On The Digital Revolution (March 22, 2010)
. . .
“Most, if not just about all, of the fortunes amassed in the last ten to twenty years were stolen. Nothing was created. Much was destroyed.”
“Jobs created jobs.”
“And to his credit he is still creating them. There are a few others who are producing and contributing, yet they are the rare exceptions. Scrutinize the “Forbes 400” list. Some have family money. Some made some contribution. Few of them have done much to produce a product or provide a service. The companies they overleveraged will soon overwhelm the economy. At best they structure affairs to shift risk to others or to the taxpayers. Successful businesses are dismembered and destroyed not created. That is the fundamental difference between the robber barons of olde and the robber barons of new.”
“No dispute here.”
“Taxing some of the stolen money is impossible when the government can be and has been taken over and overtaken by the small cabal that owns and runs the kleptocracy.”
“No dispute here.”
“Today we hold electrons not dollars. For a few seconds one afternoon, my computer indicated that there was nothing in my retirement account. All 000s. All goose eggs. That caught my attention. Seemed like a true harbinger of what will happen in the future. The system refreshed in a few seconds and reported familiar figures. What about a Digital Revolution that simply eliminates from all records ownership of any assets over five million dollars by any one person?
“Cyberactivities are the real weapons of mass destruction. They are also the weapons of mass creation. Sort of like nuclear technology that is creative when harnessed for positive ends and destructive when deployed for harmful ends. A five million dollar threshold will not impact me.”
“After the Digital Revolution, when you log onto your computer, you discover that you have no more than five million per person and ten million per couple including a personal residence, a vehicle, savings, golf clubs, polo saddles, etc. As a rough gauge of worth or value to the individual, the algorithm will treat assets within a class such as a residence, cabin, car or boat that has been owned the longest as the most valuable and will remain with the individual. The other assets will be randomly assigned to others.”
“No impact here, yet imagine the surprise one morning when someone wakes up to discover that he owns a fractional interest in a fractionally-rigged 76 foot sloop with rod rigging and a full complement of complimentary sails.”
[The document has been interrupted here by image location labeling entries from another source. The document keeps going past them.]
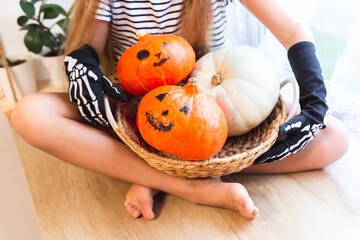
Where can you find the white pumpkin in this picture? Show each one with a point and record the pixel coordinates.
(243, 81)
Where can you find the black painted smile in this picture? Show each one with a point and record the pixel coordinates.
(158, 125)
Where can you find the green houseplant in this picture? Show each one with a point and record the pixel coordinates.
(46, 25)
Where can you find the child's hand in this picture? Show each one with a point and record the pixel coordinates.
(87, 84)
(302, 129)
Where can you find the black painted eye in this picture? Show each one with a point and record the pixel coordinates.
(165, 113)
(185, 109)
(143, 54)
(161, 96)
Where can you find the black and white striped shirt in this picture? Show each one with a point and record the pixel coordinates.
(155, 17)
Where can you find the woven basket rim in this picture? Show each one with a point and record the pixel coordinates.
(167, 164)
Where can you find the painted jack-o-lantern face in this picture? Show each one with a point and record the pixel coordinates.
(182, 121)
(155, 61)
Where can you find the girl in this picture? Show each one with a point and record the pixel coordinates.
(80, 127)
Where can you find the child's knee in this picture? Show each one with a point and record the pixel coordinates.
(28, 116)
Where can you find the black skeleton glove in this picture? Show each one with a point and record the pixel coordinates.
(87, 84)
(301, 129)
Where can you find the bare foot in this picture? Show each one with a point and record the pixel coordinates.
(216, 193)
(139, 201)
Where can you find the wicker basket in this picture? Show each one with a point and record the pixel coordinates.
(238, 152)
“That only creates another travesty. Individuals who did not create an idea, work late at night or take a risk should not be rewarded gratuitously. The scheme would only contribute to the entitlement mentality that is such a defining part of the problem in contemporary America. No one seems to be producing good goods or undertaking productive activities; no one deserves any reward. However, the Digital Revolution would make a great novel. ‘Coming to a theater near you.’”
“Don’t worry, the Chinese will trigger the Digital Revolution, although the outcome will be far less equitable than your proposal. Perhaps you should worry.”
(World Water Day)
(Stewart Udall 1920 – 2010)
Bumper stickers of the week:
Golden Rule: He who has the gold makes the rules.
Carnegie made steel; today’s barons steal.